Development:  Your career has been largely focused in the Minneapolis market. What are the strengths of this region?

Kane: Minneapolis and St. Paul are so much more than “flyover” country, and are proving it all the time. We’re home to 19 Fortune 500 companies, and consistently make the “best places to live” lists. We just have a great combination of assets that appeal to a lot of large businesses, and more and more companies are calling Minneapolis their home.

Development:  Industrial development is hot right now. Will this trend continue?
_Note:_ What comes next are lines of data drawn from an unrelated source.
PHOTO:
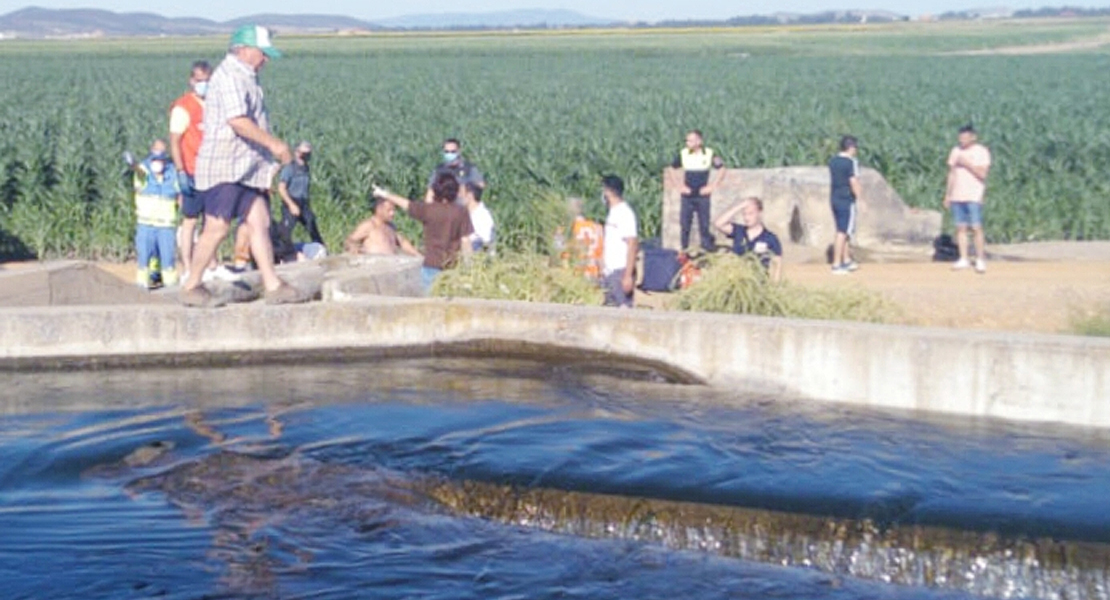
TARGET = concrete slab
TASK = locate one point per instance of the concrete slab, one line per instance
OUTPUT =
(796, 207)
(1022, 377)
(69, 283)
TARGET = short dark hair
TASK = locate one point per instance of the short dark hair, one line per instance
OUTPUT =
(445, 187)
(474, 189)
(614, 184)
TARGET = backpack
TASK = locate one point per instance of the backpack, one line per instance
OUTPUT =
(661, 270)
(945, 250)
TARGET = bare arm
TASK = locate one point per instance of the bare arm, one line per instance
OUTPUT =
(179, 161)
(400, 202)
(725, 221)
(288, 200)
(407, 246)
(249, 130)
(776, 268)
(353, 243)
(629, 278)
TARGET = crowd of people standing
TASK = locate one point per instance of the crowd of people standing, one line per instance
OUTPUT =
(222, 161)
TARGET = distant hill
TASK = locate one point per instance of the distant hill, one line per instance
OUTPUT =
(525, 18)
(38, 22)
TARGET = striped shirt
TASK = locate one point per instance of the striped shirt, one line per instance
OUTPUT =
(224, 156)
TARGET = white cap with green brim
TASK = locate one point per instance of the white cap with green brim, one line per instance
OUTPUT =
(254, 37)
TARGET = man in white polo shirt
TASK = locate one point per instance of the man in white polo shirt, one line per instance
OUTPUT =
(622, 244)
(235, 165)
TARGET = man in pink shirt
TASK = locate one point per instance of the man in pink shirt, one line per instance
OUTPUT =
(968, 165)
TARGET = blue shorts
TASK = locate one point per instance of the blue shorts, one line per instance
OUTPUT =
(967, 214)
(230, 201)
(844, 213)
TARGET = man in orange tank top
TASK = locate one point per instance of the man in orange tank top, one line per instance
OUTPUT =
(187, 118)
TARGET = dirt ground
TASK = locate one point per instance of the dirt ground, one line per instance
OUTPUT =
(1026, 295)
(1036, 287)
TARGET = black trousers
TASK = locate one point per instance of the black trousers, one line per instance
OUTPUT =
(308, 219)
(699, 206)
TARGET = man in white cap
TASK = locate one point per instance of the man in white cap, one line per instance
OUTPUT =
(235, 165)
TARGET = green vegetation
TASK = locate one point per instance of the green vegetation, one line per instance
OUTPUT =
(739, 285)
(1097, 325)
(544, 115)
(528, 277)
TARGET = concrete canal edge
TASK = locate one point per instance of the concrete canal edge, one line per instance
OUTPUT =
(1010, 376)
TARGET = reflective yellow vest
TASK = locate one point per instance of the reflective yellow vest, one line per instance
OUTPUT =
(157, 201)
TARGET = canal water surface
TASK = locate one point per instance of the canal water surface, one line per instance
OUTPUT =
(506, 478)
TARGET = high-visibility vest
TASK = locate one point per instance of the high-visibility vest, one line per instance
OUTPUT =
(699, 161)
(157, 200)
(191, 139)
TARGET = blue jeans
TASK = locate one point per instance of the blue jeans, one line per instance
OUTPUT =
(151, 240)
(427, 276)
(967, 214)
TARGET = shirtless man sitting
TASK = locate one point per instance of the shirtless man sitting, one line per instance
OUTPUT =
(377, 234)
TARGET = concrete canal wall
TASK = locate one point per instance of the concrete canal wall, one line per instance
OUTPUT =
(1023, 377)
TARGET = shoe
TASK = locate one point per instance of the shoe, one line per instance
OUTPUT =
(286, 294)
(199, 297)
(222, 273)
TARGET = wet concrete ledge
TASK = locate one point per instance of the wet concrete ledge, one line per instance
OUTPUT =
(1021, 377)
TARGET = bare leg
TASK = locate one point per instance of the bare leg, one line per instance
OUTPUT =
(215, 230)
(258, 220)
(185, 243)
(961, 241)
(980, 243)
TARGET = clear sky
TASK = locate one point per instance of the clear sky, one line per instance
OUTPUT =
(645, 10)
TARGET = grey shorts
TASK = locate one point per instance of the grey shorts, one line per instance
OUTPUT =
(614, 290)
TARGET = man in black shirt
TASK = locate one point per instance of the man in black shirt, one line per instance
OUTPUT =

What will be the next product to experience a surge?

Kane:  I think industrial will continue to remain strong for a while. Manufacturing is at the core of our economy, and its recovery has paved the way for many other industries to start following. I think if you have a strong industrial market, you have the foundation for successful businesses of every type.

Four Facts About Jean

1. Family:
My husband, Tom, and I have been married for 25 years. Our son, Charles, is 22 and recently graduated from Georgia Tech with a degree in biomedical engineering. Our twin daughters, Carolyn and Elizabeth, are freshmen at Denison University. They are swimming for the college and studying economics (in that order…).

2. Last book read:
“Elite Minds: Creating the Competitive Advantage” by Stan Beecham.

3. Best vacation spot:
Our family recently went sailing in the Galapagos Islands. The trip was fantastic. Sailing in a special part of the world alone with the people you love — it doesn’t get any better than that.

4. Favorite out-of-the-office activity:
Everyone will tell you I’m a fitness fanatic. I love it all — running, biking, spinning. An ideal day for me includes doing all three on a beautiful summer day.